Chinese Team Open-Sources AudioX-Turbo: Outputs Audio in 0.24 Seconds with 4-Step Inference
2026-06-16 10:03
Favorite

en.Wedoany.com Reported - AudioX-Turbo, a high-speed audio large model, has been released, generating 10 seconds of audio in 0.24 seconds with 4-step inference. Developed by Noiz AI in collaboration with the Hong Kong University of Science and Technology and Tsinghua University, the model supports multimodal inputs including text, video, and images. By employing Distribution Matching Distillation and Adversarial Distillation, it compresses the traditional diffusion model's 50 to 200-step generation process into just 4 steps, reducing the number of model forward passes by approximately 25 times. On a single RTX 4090 GPU, generating 10 seconds of audio takes only 0.24 seconds, with a real-time factor of just 0.02, opening up possibilities for real-time audio interaction.

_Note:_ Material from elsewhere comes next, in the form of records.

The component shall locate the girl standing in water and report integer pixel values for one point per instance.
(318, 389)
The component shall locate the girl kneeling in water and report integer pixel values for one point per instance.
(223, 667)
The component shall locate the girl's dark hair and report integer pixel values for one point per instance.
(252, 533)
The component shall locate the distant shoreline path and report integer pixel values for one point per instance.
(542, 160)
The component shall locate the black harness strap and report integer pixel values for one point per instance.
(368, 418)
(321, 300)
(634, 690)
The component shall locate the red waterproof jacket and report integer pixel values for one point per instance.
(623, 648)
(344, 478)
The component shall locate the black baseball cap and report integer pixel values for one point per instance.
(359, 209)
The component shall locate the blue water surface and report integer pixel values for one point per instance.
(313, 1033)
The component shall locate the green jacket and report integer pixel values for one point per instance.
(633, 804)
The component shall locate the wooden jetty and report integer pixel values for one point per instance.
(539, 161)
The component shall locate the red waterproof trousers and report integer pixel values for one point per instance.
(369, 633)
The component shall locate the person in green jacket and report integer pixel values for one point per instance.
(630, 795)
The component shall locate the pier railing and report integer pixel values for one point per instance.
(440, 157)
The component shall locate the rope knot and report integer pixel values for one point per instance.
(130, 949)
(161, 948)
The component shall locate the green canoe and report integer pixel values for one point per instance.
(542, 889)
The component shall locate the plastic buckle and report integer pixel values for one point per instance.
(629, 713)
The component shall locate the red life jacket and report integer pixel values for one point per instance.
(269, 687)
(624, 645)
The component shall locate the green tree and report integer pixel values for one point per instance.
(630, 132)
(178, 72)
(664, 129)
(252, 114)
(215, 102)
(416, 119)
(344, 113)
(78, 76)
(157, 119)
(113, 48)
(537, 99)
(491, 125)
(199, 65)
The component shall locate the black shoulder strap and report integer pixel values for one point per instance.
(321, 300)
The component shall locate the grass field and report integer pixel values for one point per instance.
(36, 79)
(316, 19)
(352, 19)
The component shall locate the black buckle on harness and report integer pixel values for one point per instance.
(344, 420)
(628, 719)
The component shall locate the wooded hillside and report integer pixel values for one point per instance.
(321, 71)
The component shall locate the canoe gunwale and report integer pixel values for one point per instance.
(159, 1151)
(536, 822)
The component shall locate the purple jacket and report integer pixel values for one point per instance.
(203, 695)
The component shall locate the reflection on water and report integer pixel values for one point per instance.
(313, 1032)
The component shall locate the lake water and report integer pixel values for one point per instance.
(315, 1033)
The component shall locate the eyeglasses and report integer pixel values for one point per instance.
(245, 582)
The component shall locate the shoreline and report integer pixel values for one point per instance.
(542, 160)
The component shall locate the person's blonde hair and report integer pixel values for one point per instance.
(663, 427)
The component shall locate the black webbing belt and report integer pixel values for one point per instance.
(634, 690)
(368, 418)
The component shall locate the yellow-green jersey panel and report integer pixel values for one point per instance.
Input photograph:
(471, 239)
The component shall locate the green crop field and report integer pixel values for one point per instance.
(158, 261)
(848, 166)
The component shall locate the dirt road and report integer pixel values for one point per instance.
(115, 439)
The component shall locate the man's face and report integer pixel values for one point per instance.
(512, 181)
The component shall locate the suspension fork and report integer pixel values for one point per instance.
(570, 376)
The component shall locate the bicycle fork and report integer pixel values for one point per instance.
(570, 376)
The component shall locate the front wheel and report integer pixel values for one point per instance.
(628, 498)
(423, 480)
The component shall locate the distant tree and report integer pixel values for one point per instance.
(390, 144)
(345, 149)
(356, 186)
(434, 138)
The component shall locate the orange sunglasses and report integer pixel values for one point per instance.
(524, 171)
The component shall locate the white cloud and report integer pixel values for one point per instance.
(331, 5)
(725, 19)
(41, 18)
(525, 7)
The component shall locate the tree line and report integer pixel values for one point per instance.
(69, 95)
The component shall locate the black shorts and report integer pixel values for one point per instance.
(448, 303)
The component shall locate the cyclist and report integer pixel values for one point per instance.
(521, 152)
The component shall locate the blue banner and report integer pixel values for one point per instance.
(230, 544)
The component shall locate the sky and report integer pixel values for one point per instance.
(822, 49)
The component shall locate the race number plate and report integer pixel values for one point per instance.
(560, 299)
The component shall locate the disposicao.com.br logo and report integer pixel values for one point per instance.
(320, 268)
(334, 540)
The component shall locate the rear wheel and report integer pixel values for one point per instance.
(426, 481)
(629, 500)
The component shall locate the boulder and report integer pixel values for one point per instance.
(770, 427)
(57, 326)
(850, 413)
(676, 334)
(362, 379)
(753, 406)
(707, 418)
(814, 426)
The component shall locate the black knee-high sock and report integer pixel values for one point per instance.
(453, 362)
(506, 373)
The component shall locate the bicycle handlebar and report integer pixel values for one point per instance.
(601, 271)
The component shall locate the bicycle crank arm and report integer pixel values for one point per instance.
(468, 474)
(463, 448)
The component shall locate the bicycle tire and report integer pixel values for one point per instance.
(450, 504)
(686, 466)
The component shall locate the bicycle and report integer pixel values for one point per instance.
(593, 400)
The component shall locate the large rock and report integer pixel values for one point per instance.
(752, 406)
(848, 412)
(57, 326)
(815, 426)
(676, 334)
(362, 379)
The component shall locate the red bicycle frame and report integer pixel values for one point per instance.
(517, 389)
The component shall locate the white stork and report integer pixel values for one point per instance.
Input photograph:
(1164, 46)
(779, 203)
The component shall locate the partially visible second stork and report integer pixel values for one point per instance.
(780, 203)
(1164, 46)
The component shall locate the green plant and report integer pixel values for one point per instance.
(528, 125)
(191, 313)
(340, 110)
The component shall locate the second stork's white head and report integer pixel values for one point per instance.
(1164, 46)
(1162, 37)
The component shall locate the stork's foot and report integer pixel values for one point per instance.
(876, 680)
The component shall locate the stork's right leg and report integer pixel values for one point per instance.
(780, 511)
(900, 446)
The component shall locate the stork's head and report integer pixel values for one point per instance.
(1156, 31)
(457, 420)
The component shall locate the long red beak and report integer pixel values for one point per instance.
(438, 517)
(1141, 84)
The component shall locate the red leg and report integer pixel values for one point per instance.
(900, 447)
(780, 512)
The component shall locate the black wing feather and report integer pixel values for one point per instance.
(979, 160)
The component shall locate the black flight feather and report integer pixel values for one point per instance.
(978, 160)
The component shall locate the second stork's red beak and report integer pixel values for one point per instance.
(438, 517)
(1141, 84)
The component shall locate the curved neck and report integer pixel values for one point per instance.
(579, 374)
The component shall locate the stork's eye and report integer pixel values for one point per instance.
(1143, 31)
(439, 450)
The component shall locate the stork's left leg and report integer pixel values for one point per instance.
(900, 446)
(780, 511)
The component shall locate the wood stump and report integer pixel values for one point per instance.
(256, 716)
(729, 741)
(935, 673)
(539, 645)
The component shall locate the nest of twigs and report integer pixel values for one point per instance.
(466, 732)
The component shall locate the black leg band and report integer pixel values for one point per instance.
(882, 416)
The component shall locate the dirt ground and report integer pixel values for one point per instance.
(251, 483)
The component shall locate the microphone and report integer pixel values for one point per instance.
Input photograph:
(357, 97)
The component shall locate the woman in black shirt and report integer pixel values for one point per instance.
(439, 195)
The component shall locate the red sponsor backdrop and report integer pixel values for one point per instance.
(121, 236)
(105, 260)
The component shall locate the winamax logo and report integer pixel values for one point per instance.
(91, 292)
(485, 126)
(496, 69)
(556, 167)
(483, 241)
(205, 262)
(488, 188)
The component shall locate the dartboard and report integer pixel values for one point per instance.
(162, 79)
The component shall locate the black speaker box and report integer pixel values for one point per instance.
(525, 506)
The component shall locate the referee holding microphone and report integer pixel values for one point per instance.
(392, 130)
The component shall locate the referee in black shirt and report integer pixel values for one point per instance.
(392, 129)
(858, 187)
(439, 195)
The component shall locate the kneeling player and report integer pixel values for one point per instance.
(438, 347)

Existing mainstream audio models such as MMAudio and Stable Audio Open rely on diffusion or flow matching techniques, typically requiring tens to hundreds of iterations. AudioX-Turbo uses a native multimodal fusion Multimodal Diffusion Transformer (MMDiT) as its backbone, combined with an MAF module, and was trained from scratch with 2.7 billion parameters. Within the flow matching framework, the research team introduced Distribution Matching Distillation (DMD) and Adversarial Distillation to compress the model to 4 steps, while also removing additional NFE overhead through CFG distillation. Thanks to the diffusion discriminator, the student model surpasses the 100-step teacher model in some performance metrics.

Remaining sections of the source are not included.